There is
something disquieting and unwholesome about telecoms feeding our
communications to government agencies. It was headline news, again,
last month when we learned that AT&T has had a longstanding
partnership with the National Security Agency. Unfortunately, this
form of private-public intelligence collusion is neither new nor, in
my view, illegal. Whether it is immoral is an entirely separate
question.
U.S.
communications carriers first became partners in the intelligence
game shortly after World War I. Diplomatic and military affairs
transmitted via telegram to home countries were intercepted and
decrypted by the Black Chamber, the NSA’s precursor. Obtaining
telegrams then was eerily similar to how communications are obtained
today: The government simply asked.
The Western
Union Telegraph Company and the Postal Telegraph Company allowed
intelligence officers to copy telegrams, and this partnership
persisted in peacetime.

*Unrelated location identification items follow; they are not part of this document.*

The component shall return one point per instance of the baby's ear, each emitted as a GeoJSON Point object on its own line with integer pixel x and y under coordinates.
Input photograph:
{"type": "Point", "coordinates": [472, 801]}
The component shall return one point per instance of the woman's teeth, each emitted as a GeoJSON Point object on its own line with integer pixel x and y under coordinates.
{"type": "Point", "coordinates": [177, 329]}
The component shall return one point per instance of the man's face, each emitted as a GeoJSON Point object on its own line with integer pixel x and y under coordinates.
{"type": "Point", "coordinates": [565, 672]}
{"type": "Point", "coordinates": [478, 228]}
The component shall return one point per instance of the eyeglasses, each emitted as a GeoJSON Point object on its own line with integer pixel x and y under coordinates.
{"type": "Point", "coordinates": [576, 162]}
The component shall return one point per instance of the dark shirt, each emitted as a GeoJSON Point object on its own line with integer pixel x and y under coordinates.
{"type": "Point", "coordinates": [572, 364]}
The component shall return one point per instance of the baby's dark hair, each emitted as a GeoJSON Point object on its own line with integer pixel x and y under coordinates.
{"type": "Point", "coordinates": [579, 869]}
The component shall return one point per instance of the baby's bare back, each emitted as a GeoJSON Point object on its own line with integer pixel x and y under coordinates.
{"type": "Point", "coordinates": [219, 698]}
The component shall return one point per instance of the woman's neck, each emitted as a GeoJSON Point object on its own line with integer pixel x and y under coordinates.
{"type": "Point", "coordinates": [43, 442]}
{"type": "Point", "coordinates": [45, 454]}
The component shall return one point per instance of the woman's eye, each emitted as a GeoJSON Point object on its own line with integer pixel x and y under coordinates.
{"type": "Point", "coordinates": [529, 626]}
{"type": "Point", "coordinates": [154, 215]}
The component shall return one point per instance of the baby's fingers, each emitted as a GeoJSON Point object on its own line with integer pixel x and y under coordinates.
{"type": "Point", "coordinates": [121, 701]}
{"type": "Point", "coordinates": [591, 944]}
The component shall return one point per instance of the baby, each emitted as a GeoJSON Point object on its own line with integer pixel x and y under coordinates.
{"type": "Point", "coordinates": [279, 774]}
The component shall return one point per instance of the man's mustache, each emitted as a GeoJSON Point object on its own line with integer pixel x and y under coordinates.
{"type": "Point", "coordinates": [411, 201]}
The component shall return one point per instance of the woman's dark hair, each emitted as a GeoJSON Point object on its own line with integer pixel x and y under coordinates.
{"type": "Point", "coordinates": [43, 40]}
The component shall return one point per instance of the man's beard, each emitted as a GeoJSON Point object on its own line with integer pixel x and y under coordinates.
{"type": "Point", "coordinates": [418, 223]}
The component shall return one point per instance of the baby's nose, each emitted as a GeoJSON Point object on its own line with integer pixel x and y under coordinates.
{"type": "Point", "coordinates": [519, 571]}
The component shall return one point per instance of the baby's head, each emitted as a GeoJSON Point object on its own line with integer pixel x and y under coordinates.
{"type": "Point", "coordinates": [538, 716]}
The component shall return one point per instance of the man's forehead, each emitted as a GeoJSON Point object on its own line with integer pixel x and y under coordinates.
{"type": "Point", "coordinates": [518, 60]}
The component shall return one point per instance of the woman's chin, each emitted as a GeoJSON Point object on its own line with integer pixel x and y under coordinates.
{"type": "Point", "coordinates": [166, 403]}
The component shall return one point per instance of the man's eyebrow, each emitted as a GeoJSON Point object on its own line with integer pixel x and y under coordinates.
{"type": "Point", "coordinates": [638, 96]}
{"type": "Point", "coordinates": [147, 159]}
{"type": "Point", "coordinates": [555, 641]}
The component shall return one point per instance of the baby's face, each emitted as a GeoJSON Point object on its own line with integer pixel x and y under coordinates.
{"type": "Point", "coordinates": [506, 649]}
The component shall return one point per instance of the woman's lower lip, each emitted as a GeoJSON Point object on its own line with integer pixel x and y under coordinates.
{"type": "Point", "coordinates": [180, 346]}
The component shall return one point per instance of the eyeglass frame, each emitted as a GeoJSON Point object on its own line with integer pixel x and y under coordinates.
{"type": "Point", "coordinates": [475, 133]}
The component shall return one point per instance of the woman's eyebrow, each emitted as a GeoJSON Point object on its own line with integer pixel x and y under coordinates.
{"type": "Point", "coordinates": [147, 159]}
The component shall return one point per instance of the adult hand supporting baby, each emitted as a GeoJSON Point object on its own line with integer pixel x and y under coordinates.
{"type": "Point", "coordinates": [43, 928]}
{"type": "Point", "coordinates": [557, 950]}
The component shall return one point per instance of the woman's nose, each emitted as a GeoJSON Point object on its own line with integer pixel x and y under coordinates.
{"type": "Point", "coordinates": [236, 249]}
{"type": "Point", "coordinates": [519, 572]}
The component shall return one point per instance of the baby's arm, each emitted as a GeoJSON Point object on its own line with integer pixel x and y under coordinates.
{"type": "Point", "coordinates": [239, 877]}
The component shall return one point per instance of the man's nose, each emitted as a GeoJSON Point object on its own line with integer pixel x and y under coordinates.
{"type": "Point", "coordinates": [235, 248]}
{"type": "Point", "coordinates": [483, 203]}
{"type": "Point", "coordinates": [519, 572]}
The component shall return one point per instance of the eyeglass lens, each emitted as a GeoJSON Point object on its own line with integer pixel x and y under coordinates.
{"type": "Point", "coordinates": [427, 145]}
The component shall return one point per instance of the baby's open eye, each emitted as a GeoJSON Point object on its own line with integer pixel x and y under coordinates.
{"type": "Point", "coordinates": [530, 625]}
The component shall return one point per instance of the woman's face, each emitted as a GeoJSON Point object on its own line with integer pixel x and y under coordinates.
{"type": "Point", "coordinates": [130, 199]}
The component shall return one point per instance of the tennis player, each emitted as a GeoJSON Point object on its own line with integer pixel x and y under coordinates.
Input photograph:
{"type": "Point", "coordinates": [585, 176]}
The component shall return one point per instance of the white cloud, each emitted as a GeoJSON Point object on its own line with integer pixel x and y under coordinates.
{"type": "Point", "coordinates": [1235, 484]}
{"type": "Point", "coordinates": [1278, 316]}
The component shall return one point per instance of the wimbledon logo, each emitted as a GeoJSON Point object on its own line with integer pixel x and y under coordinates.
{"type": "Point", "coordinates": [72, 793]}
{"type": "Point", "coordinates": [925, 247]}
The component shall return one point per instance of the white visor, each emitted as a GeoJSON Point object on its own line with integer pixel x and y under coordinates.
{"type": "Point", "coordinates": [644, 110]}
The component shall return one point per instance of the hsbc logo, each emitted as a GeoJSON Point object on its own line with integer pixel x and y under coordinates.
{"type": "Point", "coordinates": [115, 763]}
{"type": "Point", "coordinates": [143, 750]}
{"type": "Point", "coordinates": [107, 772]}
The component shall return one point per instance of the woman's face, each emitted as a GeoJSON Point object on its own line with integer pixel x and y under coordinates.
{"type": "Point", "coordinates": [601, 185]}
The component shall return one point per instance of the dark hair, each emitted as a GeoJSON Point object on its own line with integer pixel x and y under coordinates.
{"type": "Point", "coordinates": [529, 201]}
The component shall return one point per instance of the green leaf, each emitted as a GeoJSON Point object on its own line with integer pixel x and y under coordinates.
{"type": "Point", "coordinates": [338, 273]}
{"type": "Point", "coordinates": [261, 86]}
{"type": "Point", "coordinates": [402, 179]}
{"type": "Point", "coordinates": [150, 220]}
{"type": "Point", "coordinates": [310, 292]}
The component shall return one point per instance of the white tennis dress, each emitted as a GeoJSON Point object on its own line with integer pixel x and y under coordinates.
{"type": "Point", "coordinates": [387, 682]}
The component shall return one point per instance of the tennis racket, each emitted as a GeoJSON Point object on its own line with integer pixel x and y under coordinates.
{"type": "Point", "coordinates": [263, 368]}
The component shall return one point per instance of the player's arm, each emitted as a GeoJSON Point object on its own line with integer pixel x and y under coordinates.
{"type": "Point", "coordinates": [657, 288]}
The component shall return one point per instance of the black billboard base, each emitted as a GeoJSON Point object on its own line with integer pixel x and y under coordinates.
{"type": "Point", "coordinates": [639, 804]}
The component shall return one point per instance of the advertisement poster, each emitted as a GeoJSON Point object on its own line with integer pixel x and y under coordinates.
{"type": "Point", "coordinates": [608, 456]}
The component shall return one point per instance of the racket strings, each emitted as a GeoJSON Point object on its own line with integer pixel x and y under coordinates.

In 1929, however, Secretary of State Henry
Stimson defunded the Black Chamber. His concise, and seemingly naïve,
rationale reportedly being: “Gentlemen do not read each other’s
mail.”
World War II
exigencies overruled Stimson’s moral objections and the United
States resumed telegram interception. Starting in 1945, just after
the end of the war, this interception widened, and Western Union,
RCA, and ITT provided the government, via the NSA and its
predecessors the Army Security Agency and the Armed Forces Security
Agency, with paper tape, microfilm, and later magnetic tape copies of
most international telegrams. This continued unabated for decades
after the war and was known as Project SHAMROCK.
NSA shared
this data with law enforcement, including the FBI and Secret Service.
Project SHAMROCK, however, suffered from classic function creep, the
gradual extension of a system beyond the purposes for which it was
conceived. In the 1960s and 1970s, names of American citizens and
organizations were added to watch lists. Anti-war activists, Martin
Luther King Jr., Muhummad Ali, and Jane Fonda were among the nearly
1,700 U.S. individuals and organizations targeted for domestic
surveillance. This was known as Project MINARET.